KEIN DUFT VON FRÜHLING

Meine klugen PR-Freundinnen haben gesagt: mach doch das mit dem Schreiben, wenn Du berühmt bist. Jetzt besser erst mal kleine Videos mit Effekten. „Abholen“ heißt das große Stichwort. Ich mag aber Sachen, die nicht blinken. Ich mag auch gerne Buchstaben. Und ich schreibe sie trotzdem, auch wenn sie keiner mehr liest. Und obwohl ich doch ganz genau sehe, was für ein verschwindend kleiner Teil von Euch die wenigen Buchstaben unter den Instagram-Bildern anschaut. Ist Eure Entscheidung. Und irgendwie auch mein Vorteil, so wie heute, denn es macht mich mutiger, auch mal zu schreiben, was mir stinkt. Und zwar am Frühling. Klar, es sieht alles so schön bunt und neugierig aus, die Sonne scheint schon schön, Vögel, Blüten und gute Laune. Beim ersten T-Shirt Wetter kann man dann gut sehen, dass viele noch nicht drüber nachgedacht haben, mit welchem Oberteil man einer Straßenbahn hinterherlaufen sollte. Das ist ja noch lustig. Nicht lustig dagegen ist es für die Menschen, die besonders gut riechen können. Was einem da auf Bürgersteigen der Stadt wiederfährt ist schwer in Worte zu fassen, von öffentlichen Gebäuden und Umkleidekabinen ganz zu schweigen.

Aber zurück zur Zugfahrt. Ich war zu Besuch in der kleinen Stadt, in der ich geboren bin und hatte etwas Kleines für mich zu feiern, sodass ich mir rituell eine Dose Bier kaufte um sie auf dem Rinnstein sitzend zu genießen und die Gedanken kommen und gehen zu lassen – so wie früher – nur dass wir früher davon keine Selfies geschossen haben. Sagt man überhaupt noch geschossen?
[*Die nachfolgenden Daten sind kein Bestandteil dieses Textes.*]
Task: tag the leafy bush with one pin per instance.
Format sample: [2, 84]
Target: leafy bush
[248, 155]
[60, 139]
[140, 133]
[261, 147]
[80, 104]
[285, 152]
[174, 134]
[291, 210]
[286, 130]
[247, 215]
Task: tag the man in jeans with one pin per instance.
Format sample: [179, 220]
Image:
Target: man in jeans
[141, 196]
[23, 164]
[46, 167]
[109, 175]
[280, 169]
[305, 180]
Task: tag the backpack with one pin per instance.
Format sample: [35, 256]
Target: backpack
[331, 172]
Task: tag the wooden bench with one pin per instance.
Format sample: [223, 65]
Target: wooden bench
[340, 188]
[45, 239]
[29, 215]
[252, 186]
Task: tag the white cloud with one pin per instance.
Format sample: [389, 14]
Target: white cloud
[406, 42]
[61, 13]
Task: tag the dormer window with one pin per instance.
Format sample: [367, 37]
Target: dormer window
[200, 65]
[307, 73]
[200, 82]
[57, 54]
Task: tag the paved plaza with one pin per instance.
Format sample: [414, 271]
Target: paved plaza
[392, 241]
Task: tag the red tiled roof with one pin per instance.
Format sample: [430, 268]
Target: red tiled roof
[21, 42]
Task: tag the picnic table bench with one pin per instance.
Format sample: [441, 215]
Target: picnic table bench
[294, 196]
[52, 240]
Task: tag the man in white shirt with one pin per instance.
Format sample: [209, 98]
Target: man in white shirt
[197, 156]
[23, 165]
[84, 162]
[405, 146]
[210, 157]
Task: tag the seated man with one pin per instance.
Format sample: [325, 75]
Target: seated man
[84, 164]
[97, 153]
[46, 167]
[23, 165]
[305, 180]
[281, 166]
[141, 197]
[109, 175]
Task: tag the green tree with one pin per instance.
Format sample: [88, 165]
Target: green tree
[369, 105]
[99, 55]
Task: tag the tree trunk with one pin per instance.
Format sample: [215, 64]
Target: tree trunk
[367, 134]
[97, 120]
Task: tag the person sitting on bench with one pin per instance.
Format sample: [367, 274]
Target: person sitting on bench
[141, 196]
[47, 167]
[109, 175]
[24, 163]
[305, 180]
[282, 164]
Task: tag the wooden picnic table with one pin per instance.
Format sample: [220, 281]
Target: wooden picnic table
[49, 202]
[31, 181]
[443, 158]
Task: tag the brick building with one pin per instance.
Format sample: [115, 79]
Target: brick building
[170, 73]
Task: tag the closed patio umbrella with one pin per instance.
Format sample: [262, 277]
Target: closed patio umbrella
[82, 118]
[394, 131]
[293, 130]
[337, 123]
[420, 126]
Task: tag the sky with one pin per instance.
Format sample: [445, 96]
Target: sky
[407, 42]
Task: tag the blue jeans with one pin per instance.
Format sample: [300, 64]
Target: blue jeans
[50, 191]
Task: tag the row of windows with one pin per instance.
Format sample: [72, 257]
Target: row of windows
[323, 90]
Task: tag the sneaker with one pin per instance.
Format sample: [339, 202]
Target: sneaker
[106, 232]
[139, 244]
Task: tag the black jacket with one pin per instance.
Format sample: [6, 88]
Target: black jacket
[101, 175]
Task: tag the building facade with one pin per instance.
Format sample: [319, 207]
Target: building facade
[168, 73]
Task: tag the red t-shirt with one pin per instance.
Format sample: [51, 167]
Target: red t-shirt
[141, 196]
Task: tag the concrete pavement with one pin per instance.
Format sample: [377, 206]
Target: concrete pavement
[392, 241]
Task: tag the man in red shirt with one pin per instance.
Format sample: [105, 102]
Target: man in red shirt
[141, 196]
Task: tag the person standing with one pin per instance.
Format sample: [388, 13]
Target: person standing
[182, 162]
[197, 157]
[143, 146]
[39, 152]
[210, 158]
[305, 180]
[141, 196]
Der Zug kam ein paar Minuten früher als geplant – vielleicht ist auch meine Dosenbiertrinkgeschwindigkeit nicht mehr ganz die alte – jedenfalls war das Bier noch halbvoll. Weil, wie Ihr wisst, Bier kein Spaß ist und Lebensmittelverschwendung schon erst recht nicht, schmuggelte ich es rein. Es ist nicht legal, ich weiß. Seit ich mal in der Nordwestbahn eine Bier-Kohlensäure-Schleuder hergestellt habe, kann ich das sogar nachvollziehen. Dabei war ich gar nicht betrunken, sondern nur unkoordiniert. Ich suchte also einen schwer einsehbaren Zweierplatz, um das Bier zu Ende zu bringen. Die Zugfahrt sollte so eine halbe Stunde gehen, nicht zu kurz und nicht zu lang für ein angetrunkenes Bier.  Im ersten Waggon gab es gleich einen Platz, ich ließ mich nieder, zog meine zu warme Winterjacke aus und atmete tief durch. Es roch nach Pisse. Nicht nur ein bisschen. Wenn keiner raucht, ist ja sowas auch immer gleich viel schlimmer. Im nächsten Waggon roch es nach Energydrink. Ich überlegte umzudrehen, aber der Zwischenraum zwischen diesem und dem nächsten Waggon war näher dran. Schön war es da. Waggon drei: Kölnisch Wasser. Ich versuchte es, aber das Bier schmeckte auch danach. Der Schaffner sagte über den Lautsprecher: „Es besteht Übergang“. Das habe ich noch nie verstanden. Was ist mit Anschluss? Umsteigemöglichkeit? Waggon vier roch nach Kind. „Jetzt hätte ich gerne Übergang“ dachte ich mir. Eine Tür weiter: der Zug war zu Ende. „Zug endet hier“, sagte der Schaffner. Ich nahm einen Schluck warmes Bier und stieg aus. Der Frühling hat mich nicht abgeholt.